Question

Suppose that the handedness of the last fifteen U.S. presidents is as follows: 40% were left-handed (L) 47% were Democrats (D) If a president is left-handed, there is a 13% chance that the president is a Democrat. Based on this information on the last fifteen U.S. presidents, is "being left-handed" independent of "being a Democrat"? Yes, since 0.40 * 0.47 is not equal to 0.13. Yes, since 0.47 is not equal to 0.13. No, since 0.47 is not equal to 0.13. No, since 0.40 is not equal to 0.13.

Answer 1

No, since 0.47 is not equal to 0.13.

Explanation:

We are given with the handedness of the last fifteen U.S. presidents as;

Probability of left-handed, P(L) = 0.40

Probability of Democrats, P(D) = 0.47

Probability that the president is a Democrat given a president is left- handed, P(D/L) = 0.13

Based on this information on the last fifteen U.S. presidents, "being left-handed" is not independent of "being a Democrat" because ;

For this both event L and D to be independent P(D/L) must be equal to P(D) as only then we can say that both events are independent as it is given that the probability of president being democratic is 0.47 and this probability changes to 0.13 when we know that president is left-handed then the president of being democratic changes from 0.47 to 0.13.

Answer 2

Correct option is: No, since 0.47 is not equal to 0.13.

Explanation:

Independent events are those events that are not affected by the occurrence of other events.

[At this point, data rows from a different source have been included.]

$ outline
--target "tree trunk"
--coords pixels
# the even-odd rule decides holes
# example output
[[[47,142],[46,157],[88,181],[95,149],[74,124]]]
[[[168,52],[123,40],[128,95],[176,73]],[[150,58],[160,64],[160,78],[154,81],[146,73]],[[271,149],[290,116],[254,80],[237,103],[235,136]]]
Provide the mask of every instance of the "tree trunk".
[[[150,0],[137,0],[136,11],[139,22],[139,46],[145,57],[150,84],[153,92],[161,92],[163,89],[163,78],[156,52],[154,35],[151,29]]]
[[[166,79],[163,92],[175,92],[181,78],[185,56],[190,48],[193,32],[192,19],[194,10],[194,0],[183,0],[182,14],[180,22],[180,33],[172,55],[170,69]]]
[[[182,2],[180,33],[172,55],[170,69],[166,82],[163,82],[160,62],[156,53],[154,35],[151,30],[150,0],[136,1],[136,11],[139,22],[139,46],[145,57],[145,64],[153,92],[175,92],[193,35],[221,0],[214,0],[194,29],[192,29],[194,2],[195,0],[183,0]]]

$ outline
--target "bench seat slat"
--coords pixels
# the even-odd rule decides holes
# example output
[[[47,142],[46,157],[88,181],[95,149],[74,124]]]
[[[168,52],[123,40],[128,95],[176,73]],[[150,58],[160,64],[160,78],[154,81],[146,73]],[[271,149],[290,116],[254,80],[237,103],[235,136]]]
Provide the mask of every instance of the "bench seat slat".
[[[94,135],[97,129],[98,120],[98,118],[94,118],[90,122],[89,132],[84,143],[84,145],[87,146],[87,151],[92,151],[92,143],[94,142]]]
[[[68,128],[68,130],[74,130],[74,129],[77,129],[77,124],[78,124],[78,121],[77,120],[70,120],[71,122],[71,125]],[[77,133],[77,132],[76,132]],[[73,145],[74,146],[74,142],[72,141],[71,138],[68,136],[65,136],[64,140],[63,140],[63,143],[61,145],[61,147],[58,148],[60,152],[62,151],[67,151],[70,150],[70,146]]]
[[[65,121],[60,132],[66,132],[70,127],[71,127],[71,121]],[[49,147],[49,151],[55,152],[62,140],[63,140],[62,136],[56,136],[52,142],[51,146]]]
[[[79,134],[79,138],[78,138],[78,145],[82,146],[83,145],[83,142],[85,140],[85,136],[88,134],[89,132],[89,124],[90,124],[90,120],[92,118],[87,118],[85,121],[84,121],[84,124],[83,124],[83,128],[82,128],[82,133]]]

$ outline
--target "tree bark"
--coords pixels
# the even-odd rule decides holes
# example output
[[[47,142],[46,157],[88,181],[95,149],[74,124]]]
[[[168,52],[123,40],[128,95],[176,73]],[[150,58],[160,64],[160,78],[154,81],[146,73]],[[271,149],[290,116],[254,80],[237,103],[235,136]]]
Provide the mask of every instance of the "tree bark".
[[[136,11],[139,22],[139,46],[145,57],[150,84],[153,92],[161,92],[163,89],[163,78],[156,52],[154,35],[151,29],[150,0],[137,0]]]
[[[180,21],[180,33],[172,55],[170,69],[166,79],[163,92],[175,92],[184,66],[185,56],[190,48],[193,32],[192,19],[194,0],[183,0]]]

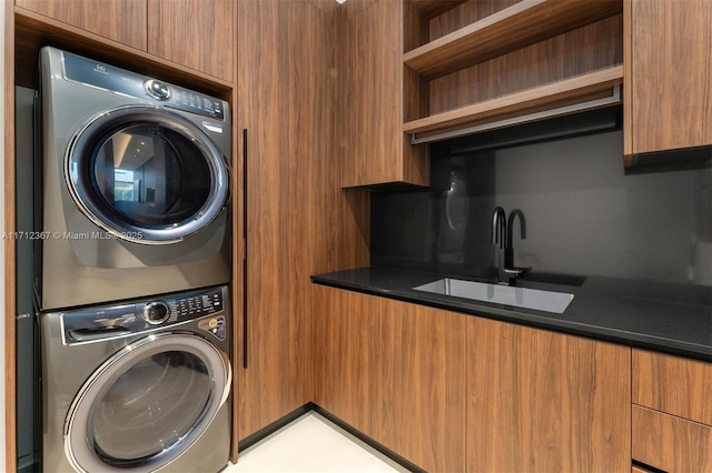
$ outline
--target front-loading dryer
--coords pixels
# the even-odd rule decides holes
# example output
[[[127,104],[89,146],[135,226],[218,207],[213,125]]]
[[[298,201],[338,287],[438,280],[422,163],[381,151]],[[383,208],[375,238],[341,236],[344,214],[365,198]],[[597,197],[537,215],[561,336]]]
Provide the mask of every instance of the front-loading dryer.
[[[229,282],[226,101],[40,53],[40,309]]]
[[[40,340],[42,471],[227,465],[227,286],[41,313]]]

If events A and B are independent then, P (A ∩ B) = P (A) × P (B).

Then the conditional probability of B when A has already occurred is:

`P (B|A)=(P(A\cap B))/(P(A))=(P(A)* P(B))/(P(A))=P(B)`

It is provided that:

P (L) = 0.40

P (D) = 0.47

P (D|L) = 0.13.

If events D and L are independent then: P (D|L) = P (D).

But P (D|L) = 0.13 ≠ P (D) = 0.47.

Thus, the event of "being left-handed" is not independent of the event of being a Democrat.

The correct option is: No, since 0.47 is not equal to 0.13.